Nelle tue produzioni dai grande importanza al suono rispetto alle parole. Come nasce un tuo brano e quale processo creativo segui?
Suono e produco da quando ho memoria. Sono sempre stato un tipo timido, quindi mi sentivo più a mio agio nei suoni. Ora utilizzo proprio i suoni per arrivare a capire le parole; la musica è il veicolo della mia parte più emotiva, l’atto creativo nella produzione è quello che fa da tramite tra me e le parole. Mi dà voce.

Hai avuto esperienze sia come DJ che come produttore prima di iniziare a scrivere e cantare le tue canzoni. Cosa ti ha spinto a questo passo successivo?
Ho anticipato un po’ questa domanda, perché forse è proprio quella fondamentale per spiegare la mia musica. È stata l’esigenza di dire delle cose che mi ha portato a evolvere artisticamente. Quando è nato il mio collettivo, DIRTY SOCKS, ho trovato il coraggio di esprimermi in modo nuovo e più esplicito.

Hai collaborato con altri artisti emergenti e fondato il collettivo Dirty Söcks. Quanto è importante per te lavorare con altri artisti e come queste esperienze hanno arricchito la tua musica?
Non immagino la mia musica come un processo creativo solitario. Per me il brainstorming è davvero tutto, mettersi in dubbio è fondamentale e collaborare con le persone è linfa vitale. Condividere la musica mi aiuta tantissimo.

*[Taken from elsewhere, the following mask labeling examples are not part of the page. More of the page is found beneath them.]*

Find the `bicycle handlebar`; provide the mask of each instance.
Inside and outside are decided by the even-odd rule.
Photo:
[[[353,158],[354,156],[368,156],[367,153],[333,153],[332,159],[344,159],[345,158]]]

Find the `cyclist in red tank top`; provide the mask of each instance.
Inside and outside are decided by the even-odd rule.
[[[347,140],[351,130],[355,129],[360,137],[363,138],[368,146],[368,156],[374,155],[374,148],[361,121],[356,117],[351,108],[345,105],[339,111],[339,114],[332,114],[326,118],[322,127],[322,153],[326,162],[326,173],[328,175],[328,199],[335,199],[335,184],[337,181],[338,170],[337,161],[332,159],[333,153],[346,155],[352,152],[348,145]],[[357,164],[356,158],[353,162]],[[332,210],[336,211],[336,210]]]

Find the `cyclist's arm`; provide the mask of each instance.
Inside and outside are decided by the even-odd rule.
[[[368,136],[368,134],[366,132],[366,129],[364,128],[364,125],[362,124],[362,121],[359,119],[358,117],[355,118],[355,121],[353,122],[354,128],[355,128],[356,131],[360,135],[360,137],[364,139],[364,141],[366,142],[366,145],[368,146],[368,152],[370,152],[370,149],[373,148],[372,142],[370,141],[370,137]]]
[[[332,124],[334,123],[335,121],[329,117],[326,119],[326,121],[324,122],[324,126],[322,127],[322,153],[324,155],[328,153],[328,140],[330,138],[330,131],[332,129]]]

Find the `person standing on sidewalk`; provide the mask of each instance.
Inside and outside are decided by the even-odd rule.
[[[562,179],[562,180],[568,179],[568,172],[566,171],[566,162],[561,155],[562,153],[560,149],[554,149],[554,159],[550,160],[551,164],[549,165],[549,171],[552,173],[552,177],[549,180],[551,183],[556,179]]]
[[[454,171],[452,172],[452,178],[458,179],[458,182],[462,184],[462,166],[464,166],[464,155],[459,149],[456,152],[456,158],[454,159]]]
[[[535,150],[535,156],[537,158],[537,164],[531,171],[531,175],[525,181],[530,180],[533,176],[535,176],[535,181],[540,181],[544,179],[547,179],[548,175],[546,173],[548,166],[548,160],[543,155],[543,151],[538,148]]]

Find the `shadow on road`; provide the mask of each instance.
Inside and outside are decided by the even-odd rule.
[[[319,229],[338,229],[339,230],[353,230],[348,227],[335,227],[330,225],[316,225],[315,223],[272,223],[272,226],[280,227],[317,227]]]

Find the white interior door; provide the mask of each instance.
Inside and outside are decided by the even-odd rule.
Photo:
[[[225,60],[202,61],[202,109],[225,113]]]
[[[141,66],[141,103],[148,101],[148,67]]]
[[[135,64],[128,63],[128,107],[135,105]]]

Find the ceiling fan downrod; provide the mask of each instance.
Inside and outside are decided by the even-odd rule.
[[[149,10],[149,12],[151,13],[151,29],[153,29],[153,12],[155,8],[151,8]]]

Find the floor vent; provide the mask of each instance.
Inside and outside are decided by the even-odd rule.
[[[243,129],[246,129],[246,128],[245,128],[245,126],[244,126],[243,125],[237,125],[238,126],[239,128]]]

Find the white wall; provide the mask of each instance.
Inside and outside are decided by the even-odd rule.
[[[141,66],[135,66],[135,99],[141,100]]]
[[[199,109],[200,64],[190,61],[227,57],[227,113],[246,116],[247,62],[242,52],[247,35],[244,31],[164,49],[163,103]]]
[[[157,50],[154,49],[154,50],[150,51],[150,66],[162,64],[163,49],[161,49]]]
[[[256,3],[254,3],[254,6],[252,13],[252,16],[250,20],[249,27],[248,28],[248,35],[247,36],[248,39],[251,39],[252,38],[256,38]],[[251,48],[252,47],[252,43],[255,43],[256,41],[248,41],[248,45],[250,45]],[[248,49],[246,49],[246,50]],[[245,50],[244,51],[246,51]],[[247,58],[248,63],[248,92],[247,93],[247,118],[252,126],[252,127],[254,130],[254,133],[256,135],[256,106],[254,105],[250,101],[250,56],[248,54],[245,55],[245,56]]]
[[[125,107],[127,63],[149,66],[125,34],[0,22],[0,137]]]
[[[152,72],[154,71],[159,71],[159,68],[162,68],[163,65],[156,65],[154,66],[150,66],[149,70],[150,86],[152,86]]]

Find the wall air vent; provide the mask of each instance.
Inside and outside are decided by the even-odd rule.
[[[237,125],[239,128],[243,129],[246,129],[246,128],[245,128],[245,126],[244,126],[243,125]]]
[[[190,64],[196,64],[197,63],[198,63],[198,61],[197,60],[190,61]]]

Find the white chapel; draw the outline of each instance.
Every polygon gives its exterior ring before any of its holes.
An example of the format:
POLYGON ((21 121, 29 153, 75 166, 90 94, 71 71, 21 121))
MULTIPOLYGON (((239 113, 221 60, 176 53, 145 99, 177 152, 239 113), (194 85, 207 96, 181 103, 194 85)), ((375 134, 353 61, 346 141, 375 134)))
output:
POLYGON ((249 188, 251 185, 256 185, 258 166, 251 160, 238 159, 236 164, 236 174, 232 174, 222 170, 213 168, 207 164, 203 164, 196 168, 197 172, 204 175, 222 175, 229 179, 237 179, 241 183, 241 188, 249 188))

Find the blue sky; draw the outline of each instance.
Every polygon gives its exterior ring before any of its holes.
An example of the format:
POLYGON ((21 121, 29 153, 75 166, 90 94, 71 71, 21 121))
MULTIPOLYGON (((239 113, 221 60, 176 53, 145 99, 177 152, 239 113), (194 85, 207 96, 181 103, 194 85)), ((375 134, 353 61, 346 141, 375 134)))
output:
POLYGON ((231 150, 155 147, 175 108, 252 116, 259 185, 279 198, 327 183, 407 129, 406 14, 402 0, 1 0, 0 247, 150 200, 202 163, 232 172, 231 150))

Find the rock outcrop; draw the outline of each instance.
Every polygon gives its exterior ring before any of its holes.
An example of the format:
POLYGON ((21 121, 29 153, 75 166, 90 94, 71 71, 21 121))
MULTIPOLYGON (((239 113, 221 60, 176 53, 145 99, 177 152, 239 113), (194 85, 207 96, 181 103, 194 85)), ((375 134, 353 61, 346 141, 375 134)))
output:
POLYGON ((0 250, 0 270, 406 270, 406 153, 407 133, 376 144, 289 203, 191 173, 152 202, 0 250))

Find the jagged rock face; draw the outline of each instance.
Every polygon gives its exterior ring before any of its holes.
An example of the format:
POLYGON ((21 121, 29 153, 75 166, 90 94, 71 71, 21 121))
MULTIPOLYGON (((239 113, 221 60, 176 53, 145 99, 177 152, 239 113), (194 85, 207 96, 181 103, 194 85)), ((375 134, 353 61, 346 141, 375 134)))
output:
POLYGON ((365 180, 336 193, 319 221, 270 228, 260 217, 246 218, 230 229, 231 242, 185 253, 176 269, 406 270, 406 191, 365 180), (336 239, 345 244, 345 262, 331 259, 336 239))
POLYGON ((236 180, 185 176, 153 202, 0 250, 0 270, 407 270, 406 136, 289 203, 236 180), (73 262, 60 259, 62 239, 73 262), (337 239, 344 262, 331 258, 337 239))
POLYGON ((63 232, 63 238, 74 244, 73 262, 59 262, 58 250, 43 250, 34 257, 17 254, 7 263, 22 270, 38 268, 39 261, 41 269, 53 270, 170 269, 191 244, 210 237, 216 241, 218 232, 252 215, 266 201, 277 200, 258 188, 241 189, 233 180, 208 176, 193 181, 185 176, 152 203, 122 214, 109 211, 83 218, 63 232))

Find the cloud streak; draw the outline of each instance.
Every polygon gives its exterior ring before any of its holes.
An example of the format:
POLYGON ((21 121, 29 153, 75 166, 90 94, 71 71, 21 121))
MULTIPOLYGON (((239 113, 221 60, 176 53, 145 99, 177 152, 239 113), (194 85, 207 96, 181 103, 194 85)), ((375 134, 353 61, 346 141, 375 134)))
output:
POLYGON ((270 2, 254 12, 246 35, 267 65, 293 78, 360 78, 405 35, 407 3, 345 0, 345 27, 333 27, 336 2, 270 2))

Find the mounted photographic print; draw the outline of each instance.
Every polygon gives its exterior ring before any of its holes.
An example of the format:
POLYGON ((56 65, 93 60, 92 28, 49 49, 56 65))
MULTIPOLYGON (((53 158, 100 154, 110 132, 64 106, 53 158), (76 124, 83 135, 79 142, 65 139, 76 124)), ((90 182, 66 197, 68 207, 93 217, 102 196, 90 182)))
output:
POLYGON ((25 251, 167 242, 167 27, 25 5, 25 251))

Nel 2024 sei stato selezionato da VEVO come uno dei talenti emergenti e hai remixato un brano dei Ricchi e Poveri. Come hai vissuto queste opportunità e cosa rappresentano per la tua carriera?
Due bellissime opportunità. Quella di VEVO è stato una sorta di riconoscimento, un segnale che è arrivato nelle primissime fasi del mio progetto e mi ha dato la giusta carica per crederci sempre di più. Mentre il remix dei Ricchi e Poveri è stata un’occasione del tutto inaspettata, una di quelle cose che ti capita una volta sola nella vita. “Ma non tutta la vita” è una hit incredibile, loro pure; non potevo non accettare la sfida!

La tua musica è un mix tra drum and bass, jersey e atmosfere introspettive. Quali artisti o esperienze hanno maggiormente influenzato la tua visione sonora?
La mia musica ha sicuramente tanti layer diversi, oltre che queste, ma lo scopriremo poco a poco. Dovendo scegliere pochi artisti che hanno lasciato un segno in me, è davvero difficile ma qualche nome te lo dico: ci sono senza ombra di dubbio James Blake, Joy Orbison, Nia Archives, Flume, Chet Facker e molti altri. Potrei continuare per 2 ore.

Il tuo EP “JOMO” è stato scritto in un momento di distacco dalla frenesia di Milano. Come il contesto in cui vivi influisce sulla tua creatività e sulla tua musica?
In una prima fase, l’EP è stato lavorato a Milano, quando mi ero appena trasferito. Poi avevo bisogno di scappare e sono fuggito al Baito, uno studio incredibile che mi ha accolto come se fosse casa mia da sempre e ha creato la cornice perfetta per chiudere il mio EP.

Piccola dedica a margine: Elia, se stai leggendo questa intervista, sei una persona incredibile. Un vero compagno!

Dopo l’uscita di “JOMO”, quali sono i tuoi prossimi progetti? Dobbiamo aspettarci nuove collaborazioni o un tour?
Lo scopriremo presto! Di sicuro vi do appuntamento il 26 luglio al DILUVIO FESTIVAL, nel Parco del Maglio di Ome (BS).

Grazie GIMA per la tua intervista! Complimenti per la tua carriera artistica!